Police patrolled the wrecked neighborhoods yesterday, but there were no reports of looting. Bystanders were warned not to smoke because of leaking gas.
The tornado's path through the Gallatin area was 150 to 200 yards wide and at least 10 miles long, said Jimmy Templeton of the Sumner County Sheriff's Department.
Nearly 170 homes and eight businesses in Gallatin and other parts of Sumner County were damaged or destroyed, said Sonny Briggance, rescue chief for the county's emergency management agency. Several multimillion-dollar homes were pulverized in one subdivision.
Talmadge Woodall described the twister that destroyed his house Friday afternoon as ''rolling, throwing debris hundreds of feet in the air." He lived in an upscale subdivision of Gallatin, about 24 miles northeast of Nashville.
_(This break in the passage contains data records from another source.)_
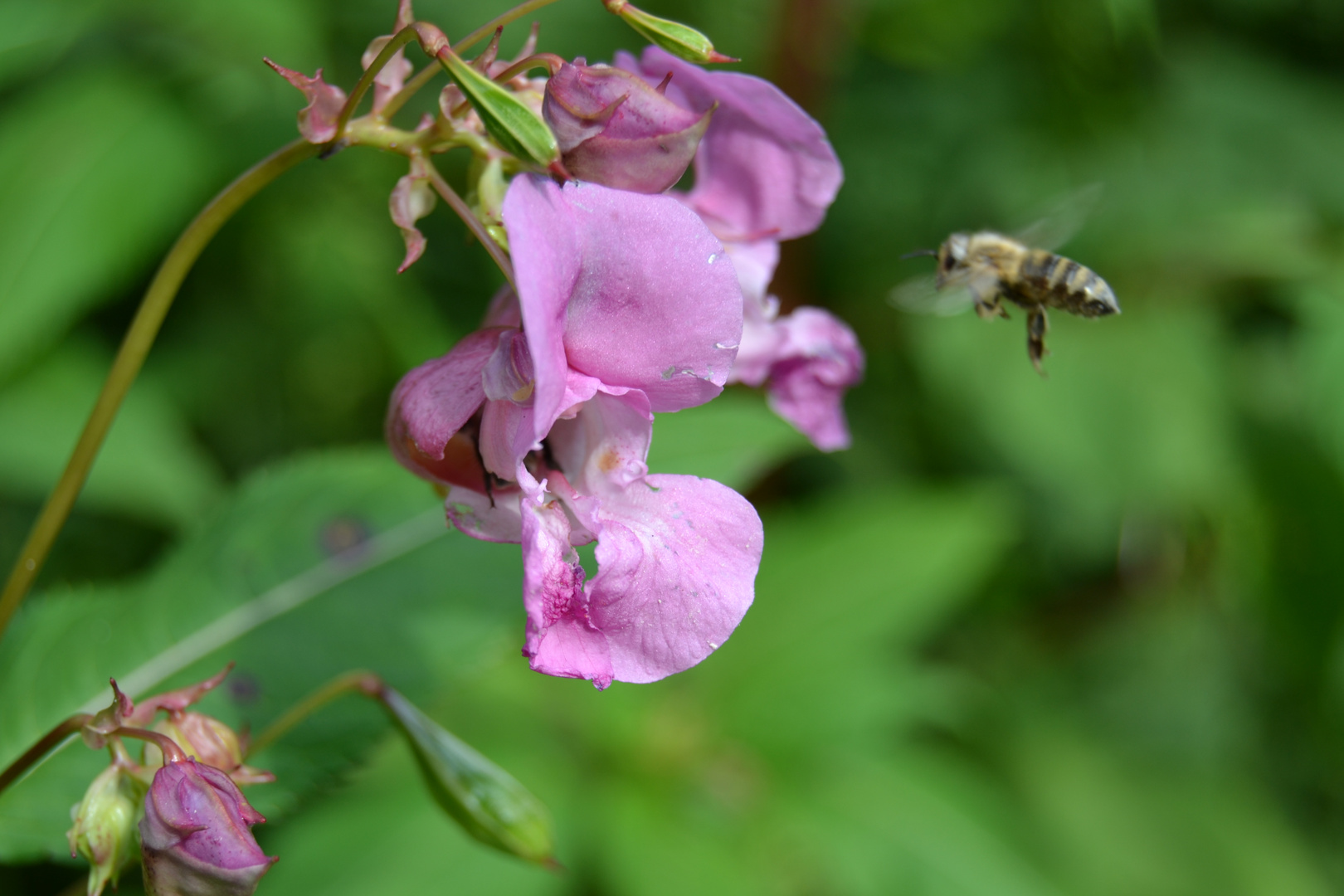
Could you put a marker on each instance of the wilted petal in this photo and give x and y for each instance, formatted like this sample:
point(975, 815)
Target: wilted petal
point(195, 835)
point(815, 360)
point(433, 402)
point(765, 167)
point(626, 288)
point(561, 638)
point(616, 129)
point(318, 119)
point(411, 199)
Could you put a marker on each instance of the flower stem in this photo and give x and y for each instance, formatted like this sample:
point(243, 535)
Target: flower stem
point(366, 80)
point(499, 22)
point(474, 223)
point(358, 681)
point(37, 751)
point(134, 347)
point(167, 746)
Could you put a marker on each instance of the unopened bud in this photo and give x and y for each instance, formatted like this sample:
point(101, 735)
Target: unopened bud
point(480, 796)
point(507, 119)
point(195, 835)
point(411, 199)
point(104, 829)
point(617, 130)
point(318, 119)
point(674, 37)
point(208, 740)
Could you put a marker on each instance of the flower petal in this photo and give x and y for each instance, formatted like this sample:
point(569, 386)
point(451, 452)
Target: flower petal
point(765, 167)
point(628, 288)
point(815, 362)
point(561, 640)
point(678, 558)
point(318, 119)
point(435, 401)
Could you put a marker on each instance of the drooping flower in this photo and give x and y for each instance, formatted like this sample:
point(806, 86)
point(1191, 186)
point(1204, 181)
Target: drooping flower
point(195, 835)
point(767, 173)
point(197, 735)
point(541, 433)
point(619, 130)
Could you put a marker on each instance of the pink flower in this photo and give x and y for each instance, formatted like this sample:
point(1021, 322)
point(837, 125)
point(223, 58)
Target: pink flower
point(765, 173)
point(617, 130)
point(541, 431)
point(318, 119)
point(195, 837)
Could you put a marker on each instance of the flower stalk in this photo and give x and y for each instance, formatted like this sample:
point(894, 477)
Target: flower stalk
point(130, 358)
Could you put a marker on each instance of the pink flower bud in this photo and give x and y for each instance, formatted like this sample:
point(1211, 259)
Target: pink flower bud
point(617, 130)
point(195, 837)
point(318, 119)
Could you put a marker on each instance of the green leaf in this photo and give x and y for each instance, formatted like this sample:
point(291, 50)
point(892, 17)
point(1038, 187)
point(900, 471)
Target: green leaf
point(265, 583)
point(734, 440)
point(100, 169)
point(485, 798)
point(509, 121)
point(149, 466)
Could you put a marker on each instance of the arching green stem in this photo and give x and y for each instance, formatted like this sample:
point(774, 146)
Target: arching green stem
point(130, 356)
''These were at least half-million-dollar homes or better," said Woodall, 81. ''Now there's nothing left. I didn't even have a shingle off my house."
Later Friday and early yesterday, another line of severe thunderstorms rolled through Alabama and Georgia. Homes and businesses were damaged in the Atlanta suburbs, but the National Weather Service had not confirmed whether the area was hit by tornadoes.
''Several businesses are totally destroyed. Trees literally are sitting inside of houses," said John Oxendine, Georgia insurance commissioner. Several people were injured in Alabama, two by falling trees, but no deaths were reported, officials said yesterday.